Possible memory order issue
Closed this issue · 7 comments
Hi!
I read a code of create and noticed this segment:
// We need to use a volatile read here because the data may be
// concurrently modified by a writer. We also use MaybeUninit in
// case we read the data in the middle of a modification.
let result = unsafe { ptr::read_volatile(self.data.get() as *mut MaybeUninit<T>) };
// Make sure the seq2 read occurs after reading the data. What we
// ideally want is a load(Release), but the Release ordering is not
// available on loads.
fence(Ordering::Acquire);
// If the sequence number is the same then the data wasn't modified
// while we were reading it, and can be returned.
let seq2 = self.seq.load(Ordering::Relaxed);
if seq1 == seq2 {
return unsafe { result.assume_init() };
}Shouldn't fence here use AcqRel? While using Acquire indeed prevents moving second atomic load up, it doesn't prevent moving read_volatile down. So CPU may reorder your code like this:
seq1 = load_atomic;
seq2 = load_atomic;
if seq1 == seq2 {
return load value; // This is valid for moving down because acquire doesn't prevent moving down.
}
Same thing with a fence here:
Line 162 in b72653f
It doesn't prevent writes to the underlying memory from moving before updating an atomic.
It may be not noticed so far because x86-64 have a guaranteed store order but other platforms could do such moves.
IMHO, you should use AcqRel fences in both cases.
The code actually works, but it's a bit subtle. Essentially the fence(Acquire) is there to effectively give the volatile load "acquire" semantics. This ensures it always executes before the seq2 load.
But does volatile guarantee that CPU wouldn't reorder instructions? AFAIK, it only affects the compiler.
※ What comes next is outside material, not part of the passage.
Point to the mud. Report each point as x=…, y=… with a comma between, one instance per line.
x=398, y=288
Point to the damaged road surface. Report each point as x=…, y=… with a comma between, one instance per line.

Volatile on its own doesn't guarantee this, that's what the fence is for.
Do I understand correctly that volatile read followed by a acquire fence hace same effect as acquire load, and therefore it would happen before any reads after fence?
It's a bit of a gray area in the language, but it works in practice. The proper solution is to use something like rust-lang/rfcs#3301, but that doesn't exist in the language yet.
Thank you for answering my questions.